Big tech firms are spending huge sums on AI data centers. Some of the debt used to fund these projects does not appear on their main balance sheets. This has led to warnings about a possible debt crisis.
But the risk may not be as large as some fear.
Companies such as Meta, Oracle, xAI and CoreWeave are using special firms to build some data centers. These firms can raise money from banks, investors and other groups. The tech company then gets full use of the finished site.
The key point is that much of the debt sits with the separate firm. It may not appear as a direct debt on the tech company’s balance sheet.
This type of deal is known as off balance sheet financing. It is not new. Companies have used similar deals for many years.
The scale is what worries some experts today. More than $120 billion in AI data center spending had been moved off company balance sheets by late 2025, according to the Financial Times. Goldman Sachs has also estimated that AI and data center spending could reach $5.3 trillion by 2030.
That is a huge amount of money. It is fair to ask if the debt could become a problem.
Some critics have compared the deals with Enron. The energy firm collapsed in 2001 after using complex financial structures. The failure caused major losses and hurt trust in financial markets.
However, the current data center boom is not the same as the Enron case.
Modern companies face strict financial rules. They also face close review from investors, regulators and analysts. Firms must provide more details about many of their financing deals than they did decades ago.
There is also a key difference in the assets.

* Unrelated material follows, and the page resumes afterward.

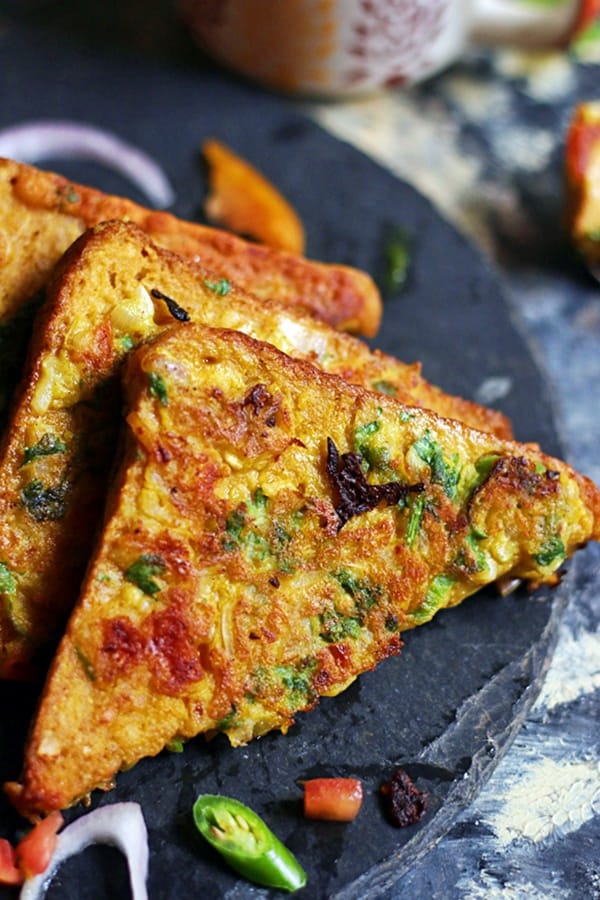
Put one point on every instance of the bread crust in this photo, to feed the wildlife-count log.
(110, 291)
(228, 592)
(43, 213)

In the 1980s and 1990s, biotech firms used similar funding deals to develop new drugs. The firms could spend millions on a drug that later failed in trials.
Centocor was one company that used limited partnerships to raise funds for drug development. Investors helped fund research, while the company kept the right to use successful products.
Many drug projects failed. Yet those failures did not cause a wider market panic.
Data centers carry a different type of risk.
A drug can fail and have little value. A data center is a real building with power systems, land, networks and computer equipment. Even if demand falls, the site does not simply vanish.
This does not mean every data center will make money. Some projects may earn less than expected. Some lenders may lose money. Some buildings may also fall in value.
Still, the demand for computing power remains strong.
North American data center capacity rose by 36 percent in 2025, while vacancy fell to a record 1.4 percent, according to CBRE data cited in the source material. Demand was stronger than supply in many major markets.
The AI market is also still young. Microsoft has estimated that only 17.8 percent of the world’s working age population uses generative AI.
That leaves room for further growth.
The biggest risk may not be the financing method itself. The real risk is whether companies build too much capacity or pay too much for it.
If demand slows, investors may face losses. But the risk is spread across many lenders, funds and other investors. The assets also have real value.
That makes today’s AI data center debt different from the type of hidden risk seen in past corporate failures.
Investors should still read company filings and check the debt terms. They should also look at who owns each project and who carries the risk.
But the rise of off balance sheet financing does not, by itself, point to a new financial crash.
The AI data center boom may create winners and losers. It may also lead to some bad investments. Yet the assets are real, demand remains strong and the financing risks are shared.
For now, the data suggests a major investment cycle rather than a debt bomb waiting to explode.